Birthdays: Buddy Rich, Lena Horne,
Czeslaw Milosz, Susan Hayward, Deanna Durbin, Howard Hawks, William Goldman,
Martin Landau, Essa-Pekka Salonen, David Alan Grier, Vincent D’Onofrio, Monica
Potter, Mike Tyson is 50, Michael Phelps, Rupert Graves is 53
1933- A group of actors meet in
secret at Frank (the Wizard of Oz) Morgan and form the Screen Actors Guild. The
secrecy was because studios threatened to blacklist anyone who so much as
breathed the word union. Among the founding members that night are James Cagney,
Groucho Marx, Joan Crawford, Franchot Tone, Frederic March, Robert Montgomery
and Boris Karloff.
1936- Margaret Mitchell's
bestseller “Gone With the Wind" first published.
1936- the 40 hour work week was
made a federal law. It was standard in animation studios until 1941.

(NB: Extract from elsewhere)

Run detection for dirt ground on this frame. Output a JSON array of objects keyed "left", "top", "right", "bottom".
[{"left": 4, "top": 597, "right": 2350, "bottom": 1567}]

1937- Congress voted to shut down
the Federal Theater Program, the division of the government funded WPA that
produced plays for Depression wracked poor people. The FTP produced cutting
edge works of Orson Welles, Clifford Odets and Eugene O’Neill and at it’s
height reached 25 million people. But conservative senators thought it had
become too radicalized by lefties. Theater actors working in L.A. on a hit
production of Pinocchio held a mock funeral for the puppet. Over it’s casket
was the headstone FTP: Born 1934, Killed by an Act of Congress, June 30th 1937.
1940- Female Cartoonist Dale
Messick takes over the Brenda Star comic strip and adds the trademark sparkles.
1948- Bell Laboratories announced
the Transistor, a possible substitute for radio-vacuum tubes. So early
computers can shrink from the size of a building to the size of a bus. In 1980
the silicon chip reduced the same computing power to the size of your
fingernail.
1950- The Goofy short Motor Mania
released.
1975- Just 4 days after divorcing
Sonny Bono, Cher married rocker Gregg Allman.
1989- Spike Lee’s movie Do The Right Thing opened.